The post-hoc analysis of the OPTIC trial explored the effects of neutralizing antibodies on patients treated with ADVM-002.
Findings from a post-hoc analysis of the phase 1 OPTIC trial show that patients with neovascular age-related macular degeneration (nAMD) with high levels of neutralizing antibodies (NAbs) to the adeno-associated viral vector used in the gene therapy ADVM-002 were more likely to have robust protein expression and sustained improvements in central subfield thickness, among other benefits.1
The findings were presented at the 2022 Association for Research in Vision and Ophthalmology (ARVO) Annual Meeting, taking place in Denver, Colorado May 1-4, 2022 and virtually May 11-12, 2022.
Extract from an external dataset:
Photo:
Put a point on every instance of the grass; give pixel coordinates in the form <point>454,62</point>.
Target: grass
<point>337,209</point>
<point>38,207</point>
"These new data give us important insight into the high levels of efficacy that wet AMD patients experience following treatment with ADVM-022, particularly among those whose baseline levels of NAbs are below 1:125," said Szilárd Kiss, MD, Bob and Dolores Hope – Robert M. Ellsworth, MD Distinguished Associate Professor in Ophthalmology and lead author of the study, in a statement.2 "We continue to seek ways to address critical areas of unmet needs in wet AMD patients and caregivers by decreasing the treatment burden from frequent anti-VEGF injections, which are the current standard of care.”
The phase 1 OPTIC trial assessed safety, tolerability, and efficacy of a single intravitreal injection of Adverum Bio’s ADVM-002 (AAV.7m8-aflibercept gene therapy) in patients with nAMD. The open-label, dose-ranging study included 30 participants assigned to 2 dose levels, 6x1011 vg of ADVM-022 (n=15) or 2x1011 vg of ADVM-022 (n=15), with NAbs inclusion criteria of <1:5 within 6 months prior to ADVM-002 treatment for cohort C1 (n=6) or <1:125 for cohorts C2-C4 (n=24).
As of the data cutoff, median follow-up ranged from 60 to 104 weeks for cohorts C4 through C1, respectively. Of those who received the first or second dose level, 89% and 67% had baseline NAbs of <1:125. At follow-up, 12/15 and 8/15 patients who received 6x1011 vg of ADVM-022 or 2x1011 vg of ADVM-022 remained anti-vascular endothelial growth factor (VEGF) injection-free, with mean annualized injection frequency reduced by 97% and 81% in each dose group, respectively. In those with NAbs <1:125, reductions in mean annualized anti-VEGF injection frequency were 97% and 93% in the 6x1011 and 2x1011 dose groups, respectively.
Among those with baseline NAbs <1:125, more robust aflibercept protein expression levels were observed as well as sustained improvements in central subfield thickness compared with those with a baseline NAbs of >1:125. No correlations with safety were observed based on baseline NAbs levels.
Although both doses were well-tolerated, patients in the 2x1011 vg/eye dose required less topical corticosteroid therapy to alleviate inflammation, and NAbs levels were generally not associated with occurrence or duration of inflammation.
Based on the previously presented findings from the OPTIC trial, Adverum plans to initiate a phase 2 clinical trial further examining the 2x1011 vg/eye dose of ADVM-002 as well as a new lower 6x1010 vg/eye dose, with new local and systemic steroid regimens. With a target enrollment of 70 patients with wet AMD, Adverum hopes to dose its first participant in Q3 of 2022.